• A simple & efficient training algorithm
• Not the only one out there. For example, SGDClassifier(loss='log') is equivalent to Logistic Regression fitted via SGD.

### SGD Classification¶

• Accepts two input arrays: training data X (#samples,#features) and targets (labels) y (#labels).
• fit_intercept tells the model whether to use an intercept (a biased hyperplane).
• decision_function (a method) returns the signed distance to the hyperplane (the dot product between the coefficients & the input sample - plus the intercept.)
• loss sets the loss function for the model. options:

• loss="hinge" - linear support vector machine
• loss="modified_huber" - hinge loss (smoothed)
• loss="log" - logistic regression
• Using log and modified_huber loss functions enables the predict_proba method - which returns a vector of probability estimates per sample x: $P(y|x)$

• L1 & L2 norm penalties are set using penalty:

• penalty="l2": L2 norm penalty used on coef_.
• penalty="l1": L1 norm penalty used on coef_.
• penalty="elasticnet": convex combination of L1 & L2 norm penalties.
• The default is penalty=l2".

• l1_ratio controls the convex L1/L2 penalty combination.

### Multiclass Classification¶

• Implemented with a one-vs-all (OVA) scheme. A binary classifier is trained on each of K classes vs all other (K-1) classes.
• The confidence score (the signed distance to the hyperplane) is found for each classifier; the class with the highest score is returned.

### Weighted Classification¶

• SGDClassifier supports weighted classes (via class_weight) and instances (via sample_weight).

### Averaged SGD¶

• SGDClassifier supports averaged SGD (ASGD) via average=True.
• ASGD computes the same updates as SGD, except that coef_ is set to the average coefficient values across all updates. (The same distinction happens with intercept_.)
• ASGD can result in accelerated learning rates = learning rate speedups.

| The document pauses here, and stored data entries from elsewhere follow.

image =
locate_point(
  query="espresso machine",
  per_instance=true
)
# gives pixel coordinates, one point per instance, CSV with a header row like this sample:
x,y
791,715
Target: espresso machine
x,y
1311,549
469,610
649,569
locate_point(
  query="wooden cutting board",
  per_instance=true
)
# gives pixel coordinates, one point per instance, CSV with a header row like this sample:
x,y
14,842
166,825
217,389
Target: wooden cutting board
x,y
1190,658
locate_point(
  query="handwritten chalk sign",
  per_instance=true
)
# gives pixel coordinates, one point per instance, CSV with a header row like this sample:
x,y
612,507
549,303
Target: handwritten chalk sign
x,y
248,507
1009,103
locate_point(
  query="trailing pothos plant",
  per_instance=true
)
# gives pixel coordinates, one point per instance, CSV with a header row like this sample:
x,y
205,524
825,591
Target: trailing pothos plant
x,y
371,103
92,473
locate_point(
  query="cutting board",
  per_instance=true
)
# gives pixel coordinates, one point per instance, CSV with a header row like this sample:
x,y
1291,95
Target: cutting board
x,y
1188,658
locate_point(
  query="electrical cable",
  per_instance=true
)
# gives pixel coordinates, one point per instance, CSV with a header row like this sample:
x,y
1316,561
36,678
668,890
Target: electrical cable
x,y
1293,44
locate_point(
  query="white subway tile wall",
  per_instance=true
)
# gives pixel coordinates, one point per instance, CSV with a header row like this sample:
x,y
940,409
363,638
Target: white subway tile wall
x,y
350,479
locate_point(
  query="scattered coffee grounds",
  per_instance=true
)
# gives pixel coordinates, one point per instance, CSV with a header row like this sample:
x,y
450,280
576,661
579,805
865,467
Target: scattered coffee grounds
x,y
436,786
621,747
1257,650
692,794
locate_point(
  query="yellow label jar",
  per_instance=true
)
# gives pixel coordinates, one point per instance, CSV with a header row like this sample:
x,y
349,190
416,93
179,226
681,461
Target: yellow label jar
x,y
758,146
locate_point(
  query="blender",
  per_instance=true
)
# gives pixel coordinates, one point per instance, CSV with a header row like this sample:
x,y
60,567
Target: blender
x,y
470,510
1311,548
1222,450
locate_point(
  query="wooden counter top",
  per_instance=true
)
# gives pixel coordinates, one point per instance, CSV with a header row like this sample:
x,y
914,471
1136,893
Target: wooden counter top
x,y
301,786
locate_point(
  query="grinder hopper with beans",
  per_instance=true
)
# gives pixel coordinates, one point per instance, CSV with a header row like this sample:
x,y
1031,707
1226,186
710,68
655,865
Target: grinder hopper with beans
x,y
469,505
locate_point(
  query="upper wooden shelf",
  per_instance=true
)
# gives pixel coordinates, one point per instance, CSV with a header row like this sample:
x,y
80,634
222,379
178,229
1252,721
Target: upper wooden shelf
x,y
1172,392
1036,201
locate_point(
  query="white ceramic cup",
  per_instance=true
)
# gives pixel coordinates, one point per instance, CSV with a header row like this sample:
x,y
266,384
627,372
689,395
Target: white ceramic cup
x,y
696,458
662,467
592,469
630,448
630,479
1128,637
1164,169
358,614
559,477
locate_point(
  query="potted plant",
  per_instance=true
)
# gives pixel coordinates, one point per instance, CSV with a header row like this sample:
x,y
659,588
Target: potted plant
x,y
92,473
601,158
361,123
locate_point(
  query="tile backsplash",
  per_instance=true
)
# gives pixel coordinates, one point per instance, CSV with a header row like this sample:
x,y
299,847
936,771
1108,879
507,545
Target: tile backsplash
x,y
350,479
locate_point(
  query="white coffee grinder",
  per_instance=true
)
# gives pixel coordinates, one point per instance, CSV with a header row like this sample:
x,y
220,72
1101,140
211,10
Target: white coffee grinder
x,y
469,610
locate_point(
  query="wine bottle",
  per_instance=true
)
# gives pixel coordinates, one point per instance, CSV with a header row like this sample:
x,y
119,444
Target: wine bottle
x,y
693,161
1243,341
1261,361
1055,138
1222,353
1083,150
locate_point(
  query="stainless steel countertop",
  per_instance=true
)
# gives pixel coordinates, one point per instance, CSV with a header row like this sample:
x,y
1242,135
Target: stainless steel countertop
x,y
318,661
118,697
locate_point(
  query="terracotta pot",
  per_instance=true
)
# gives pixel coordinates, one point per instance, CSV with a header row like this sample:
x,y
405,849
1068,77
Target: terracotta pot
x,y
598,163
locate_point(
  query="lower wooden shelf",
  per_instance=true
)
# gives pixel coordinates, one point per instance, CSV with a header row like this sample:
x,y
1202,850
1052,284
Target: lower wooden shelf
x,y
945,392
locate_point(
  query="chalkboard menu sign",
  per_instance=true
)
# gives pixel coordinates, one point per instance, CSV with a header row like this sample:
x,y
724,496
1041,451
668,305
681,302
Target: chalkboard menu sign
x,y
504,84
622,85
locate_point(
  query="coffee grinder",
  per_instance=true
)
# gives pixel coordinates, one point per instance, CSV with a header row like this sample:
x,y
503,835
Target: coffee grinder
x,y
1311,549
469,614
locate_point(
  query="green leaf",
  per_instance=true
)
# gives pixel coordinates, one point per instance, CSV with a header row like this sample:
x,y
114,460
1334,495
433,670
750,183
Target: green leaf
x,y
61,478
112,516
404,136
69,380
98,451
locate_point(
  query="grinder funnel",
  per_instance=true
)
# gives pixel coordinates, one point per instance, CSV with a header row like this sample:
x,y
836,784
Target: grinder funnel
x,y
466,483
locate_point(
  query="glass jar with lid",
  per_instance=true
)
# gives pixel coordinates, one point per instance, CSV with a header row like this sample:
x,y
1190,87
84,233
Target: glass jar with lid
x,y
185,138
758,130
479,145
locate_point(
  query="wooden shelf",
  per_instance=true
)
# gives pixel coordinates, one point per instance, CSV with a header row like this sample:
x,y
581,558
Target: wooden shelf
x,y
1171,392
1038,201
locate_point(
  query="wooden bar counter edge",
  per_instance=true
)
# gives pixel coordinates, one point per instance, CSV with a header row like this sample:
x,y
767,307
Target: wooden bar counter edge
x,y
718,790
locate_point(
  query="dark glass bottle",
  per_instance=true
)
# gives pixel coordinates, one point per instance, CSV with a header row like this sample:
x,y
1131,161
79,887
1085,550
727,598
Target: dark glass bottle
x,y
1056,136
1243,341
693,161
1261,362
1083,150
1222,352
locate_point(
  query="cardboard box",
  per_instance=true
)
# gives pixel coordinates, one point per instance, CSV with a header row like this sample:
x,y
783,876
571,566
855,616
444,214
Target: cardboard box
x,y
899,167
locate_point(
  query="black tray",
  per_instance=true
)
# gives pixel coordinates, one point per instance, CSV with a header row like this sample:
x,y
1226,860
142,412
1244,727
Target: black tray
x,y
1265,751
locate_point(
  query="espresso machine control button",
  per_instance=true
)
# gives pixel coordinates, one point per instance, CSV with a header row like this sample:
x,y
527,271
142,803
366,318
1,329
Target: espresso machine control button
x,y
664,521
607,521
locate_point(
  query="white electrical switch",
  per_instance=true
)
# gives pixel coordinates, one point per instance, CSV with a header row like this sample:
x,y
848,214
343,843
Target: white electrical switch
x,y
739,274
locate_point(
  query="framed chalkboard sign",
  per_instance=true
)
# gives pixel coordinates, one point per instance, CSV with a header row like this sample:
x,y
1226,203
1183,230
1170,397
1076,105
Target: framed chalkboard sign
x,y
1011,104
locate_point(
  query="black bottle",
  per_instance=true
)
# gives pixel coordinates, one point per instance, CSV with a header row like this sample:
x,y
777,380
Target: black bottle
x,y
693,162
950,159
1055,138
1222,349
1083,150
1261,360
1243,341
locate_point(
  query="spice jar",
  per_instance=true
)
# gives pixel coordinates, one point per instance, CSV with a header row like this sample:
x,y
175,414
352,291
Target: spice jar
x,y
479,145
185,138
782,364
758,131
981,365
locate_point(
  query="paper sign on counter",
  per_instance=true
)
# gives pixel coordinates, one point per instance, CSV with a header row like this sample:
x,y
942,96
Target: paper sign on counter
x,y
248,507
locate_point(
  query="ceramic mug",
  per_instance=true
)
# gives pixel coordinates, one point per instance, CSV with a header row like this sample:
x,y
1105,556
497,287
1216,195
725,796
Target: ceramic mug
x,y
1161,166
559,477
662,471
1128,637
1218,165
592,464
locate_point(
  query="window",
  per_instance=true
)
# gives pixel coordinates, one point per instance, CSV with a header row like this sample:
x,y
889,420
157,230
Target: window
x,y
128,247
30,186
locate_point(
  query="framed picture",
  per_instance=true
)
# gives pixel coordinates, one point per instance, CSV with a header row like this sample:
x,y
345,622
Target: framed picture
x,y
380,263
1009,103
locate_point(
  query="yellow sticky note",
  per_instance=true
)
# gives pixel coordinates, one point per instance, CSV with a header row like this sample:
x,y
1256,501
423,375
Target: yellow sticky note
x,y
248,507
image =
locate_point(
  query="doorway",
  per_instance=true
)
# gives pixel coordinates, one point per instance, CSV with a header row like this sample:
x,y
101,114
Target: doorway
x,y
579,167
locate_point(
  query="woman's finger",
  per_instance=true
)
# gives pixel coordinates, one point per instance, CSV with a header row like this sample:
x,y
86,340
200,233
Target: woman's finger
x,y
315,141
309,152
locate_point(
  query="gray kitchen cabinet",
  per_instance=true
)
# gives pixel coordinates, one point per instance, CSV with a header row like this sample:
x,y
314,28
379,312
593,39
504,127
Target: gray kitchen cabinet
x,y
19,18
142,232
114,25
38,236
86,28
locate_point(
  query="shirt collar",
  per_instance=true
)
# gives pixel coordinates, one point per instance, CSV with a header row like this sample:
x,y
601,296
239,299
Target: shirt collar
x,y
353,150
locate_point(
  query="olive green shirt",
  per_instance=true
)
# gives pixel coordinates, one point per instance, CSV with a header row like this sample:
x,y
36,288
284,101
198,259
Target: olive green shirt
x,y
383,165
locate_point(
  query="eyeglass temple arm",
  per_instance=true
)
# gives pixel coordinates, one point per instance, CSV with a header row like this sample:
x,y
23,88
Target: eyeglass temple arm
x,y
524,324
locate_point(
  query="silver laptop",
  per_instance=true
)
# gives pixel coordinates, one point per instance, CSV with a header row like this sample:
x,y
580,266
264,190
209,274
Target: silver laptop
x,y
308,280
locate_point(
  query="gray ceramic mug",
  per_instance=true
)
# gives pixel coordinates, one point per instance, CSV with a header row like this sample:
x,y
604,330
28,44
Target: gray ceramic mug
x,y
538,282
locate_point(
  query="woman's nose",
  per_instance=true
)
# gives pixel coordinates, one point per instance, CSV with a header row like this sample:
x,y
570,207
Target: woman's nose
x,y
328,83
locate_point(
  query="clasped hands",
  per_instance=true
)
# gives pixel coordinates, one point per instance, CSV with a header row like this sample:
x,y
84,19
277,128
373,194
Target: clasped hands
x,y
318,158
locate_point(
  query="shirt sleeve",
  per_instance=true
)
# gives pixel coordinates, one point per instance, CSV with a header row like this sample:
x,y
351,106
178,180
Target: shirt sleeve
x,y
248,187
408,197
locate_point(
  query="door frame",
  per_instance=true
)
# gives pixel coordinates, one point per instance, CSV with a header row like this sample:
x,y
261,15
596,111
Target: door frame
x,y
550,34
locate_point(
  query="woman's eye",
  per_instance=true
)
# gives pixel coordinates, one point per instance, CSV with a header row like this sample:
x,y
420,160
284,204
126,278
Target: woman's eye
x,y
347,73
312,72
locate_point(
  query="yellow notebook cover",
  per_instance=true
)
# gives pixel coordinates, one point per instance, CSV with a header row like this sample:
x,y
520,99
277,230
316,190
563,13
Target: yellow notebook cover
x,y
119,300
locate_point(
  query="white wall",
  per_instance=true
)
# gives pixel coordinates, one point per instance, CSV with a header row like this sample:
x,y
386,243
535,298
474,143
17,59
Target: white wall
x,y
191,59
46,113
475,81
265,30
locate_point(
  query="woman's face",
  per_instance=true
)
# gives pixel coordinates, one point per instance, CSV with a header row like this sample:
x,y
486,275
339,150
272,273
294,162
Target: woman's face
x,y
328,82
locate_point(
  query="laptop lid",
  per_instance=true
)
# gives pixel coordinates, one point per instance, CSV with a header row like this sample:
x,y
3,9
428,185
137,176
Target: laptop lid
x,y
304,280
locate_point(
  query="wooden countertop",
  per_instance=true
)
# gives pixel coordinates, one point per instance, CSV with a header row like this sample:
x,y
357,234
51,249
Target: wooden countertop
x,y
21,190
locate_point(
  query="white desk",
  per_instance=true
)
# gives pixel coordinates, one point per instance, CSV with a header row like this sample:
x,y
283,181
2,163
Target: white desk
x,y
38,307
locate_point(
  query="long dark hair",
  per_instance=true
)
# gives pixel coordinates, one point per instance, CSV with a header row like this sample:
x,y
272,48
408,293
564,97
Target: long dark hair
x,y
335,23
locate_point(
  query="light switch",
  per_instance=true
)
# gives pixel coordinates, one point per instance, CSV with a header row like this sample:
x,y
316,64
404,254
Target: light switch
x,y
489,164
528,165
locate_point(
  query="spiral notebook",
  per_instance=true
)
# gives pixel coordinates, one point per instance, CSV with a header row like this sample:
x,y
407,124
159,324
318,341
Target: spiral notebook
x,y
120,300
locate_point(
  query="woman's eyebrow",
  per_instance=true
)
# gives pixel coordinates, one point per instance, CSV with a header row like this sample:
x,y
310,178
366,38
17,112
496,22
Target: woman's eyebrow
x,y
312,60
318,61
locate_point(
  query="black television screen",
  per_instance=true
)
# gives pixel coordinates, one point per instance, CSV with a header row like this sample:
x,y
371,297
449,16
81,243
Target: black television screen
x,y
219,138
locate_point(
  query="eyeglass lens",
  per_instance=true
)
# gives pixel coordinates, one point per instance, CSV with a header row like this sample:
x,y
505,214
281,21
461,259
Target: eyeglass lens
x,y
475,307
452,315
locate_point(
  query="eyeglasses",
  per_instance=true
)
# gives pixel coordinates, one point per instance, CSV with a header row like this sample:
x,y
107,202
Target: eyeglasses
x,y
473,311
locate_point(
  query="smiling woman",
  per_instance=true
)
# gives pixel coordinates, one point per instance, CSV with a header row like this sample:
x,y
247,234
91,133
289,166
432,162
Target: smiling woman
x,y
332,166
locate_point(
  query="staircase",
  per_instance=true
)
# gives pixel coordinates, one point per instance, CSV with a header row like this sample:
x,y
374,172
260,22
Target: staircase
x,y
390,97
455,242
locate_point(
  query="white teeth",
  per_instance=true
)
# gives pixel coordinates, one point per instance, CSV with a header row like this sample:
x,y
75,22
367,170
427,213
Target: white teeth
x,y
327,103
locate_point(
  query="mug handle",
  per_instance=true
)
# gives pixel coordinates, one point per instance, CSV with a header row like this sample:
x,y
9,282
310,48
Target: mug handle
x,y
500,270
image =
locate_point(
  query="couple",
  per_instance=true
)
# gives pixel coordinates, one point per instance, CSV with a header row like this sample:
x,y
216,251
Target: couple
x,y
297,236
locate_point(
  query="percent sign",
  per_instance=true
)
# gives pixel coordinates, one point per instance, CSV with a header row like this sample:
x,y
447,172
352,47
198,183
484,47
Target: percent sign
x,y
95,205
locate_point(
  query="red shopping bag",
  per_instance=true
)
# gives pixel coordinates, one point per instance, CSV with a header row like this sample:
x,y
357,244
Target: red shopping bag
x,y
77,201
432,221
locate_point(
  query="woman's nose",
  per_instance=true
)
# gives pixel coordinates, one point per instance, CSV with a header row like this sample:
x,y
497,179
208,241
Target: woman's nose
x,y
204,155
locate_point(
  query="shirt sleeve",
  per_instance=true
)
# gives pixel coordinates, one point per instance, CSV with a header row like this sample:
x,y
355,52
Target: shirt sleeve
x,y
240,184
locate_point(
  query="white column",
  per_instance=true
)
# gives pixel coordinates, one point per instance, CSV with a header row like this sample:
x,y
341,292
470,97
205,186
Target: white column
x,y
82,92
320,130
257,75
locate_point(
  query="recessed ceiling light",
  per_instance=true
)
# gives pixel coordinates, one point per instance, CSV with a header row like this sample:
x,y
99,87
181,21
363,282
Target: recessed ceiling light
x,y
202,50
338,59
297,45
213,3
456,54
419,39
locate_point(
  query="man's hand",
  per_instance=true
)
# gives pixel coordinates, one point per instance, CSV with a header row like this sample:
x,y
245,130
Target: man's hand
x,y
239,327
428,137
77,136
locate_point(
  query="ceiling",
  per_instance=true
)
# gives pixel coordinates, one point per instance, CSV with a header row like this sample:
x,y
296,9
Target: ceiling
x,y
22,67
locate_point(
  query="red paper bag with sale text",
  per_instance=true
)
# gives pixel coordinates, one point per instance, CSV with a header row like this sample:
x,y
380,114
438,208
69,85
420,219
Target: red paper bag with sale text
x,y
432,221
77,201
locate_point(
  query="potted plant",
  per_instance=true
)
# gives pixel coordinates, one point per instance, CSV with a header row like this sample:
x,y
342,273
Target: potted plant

### Example: Solver comparison¶

• compares SGD, ASGD, Perceptron, Passive-Aggressive I/II, SAG

### SGD Regression¶

• Implementation that supports various loss functions & penalties
• Well suited for regression problems with >10K training samples
• Loss function options:
• loss="squared_loss": ordinary least squares regression
• loss="huber": huber loss for robust regression
• loss="epsilon_insensitive: linear support vector regression
• penalty controls regularization (same options as in classification)
• Averaged SGD (ASGD) is supported.
• Stochastic Average Gradient (SAG) is supported.

### SGD & Sparse Data¶

• Built-in support using data from scipy.sparse.
• For max efficiency, use CSR matrix format (scipy.sparse.csr_matrix)

### Computational Complexity¶

• Major advantage of SGD: near-linear relationship with #training samples

### Stopping & Convergence¶

• SGD Classifier & Regressor methods support two ways to stop when a given level of convergence is reached:
• early_stopping=True: stopping criteria is based on the prediction score (score) found on the validation set.
• early_stopping=False: model is fitted on entire input dataset. Stopping is based on the objective function found on the training dataset.
• Stopping criteria is evaluated once per epoch. The algorithm stops when the criterion does not improve by n_iter_no_change consecutive times.
• The algorithm stops regardless after a max #iterations max_iter.

### Tips¶

• scale your data. Easily done using StandardScaler.
• Find a reasonable regularization term $\alpha$ with automatic parameter search (GridSearchCV or RandomizedSearchCV). Consider using a range similar to 10.0**-np.arange(1,7)
• SGD typically converges after ~10^6 training samples.
• If applying SGD to extracted features (for example, using PCA), consider scaling feature values by a constant c such that the average L2 norm of the training data equals one.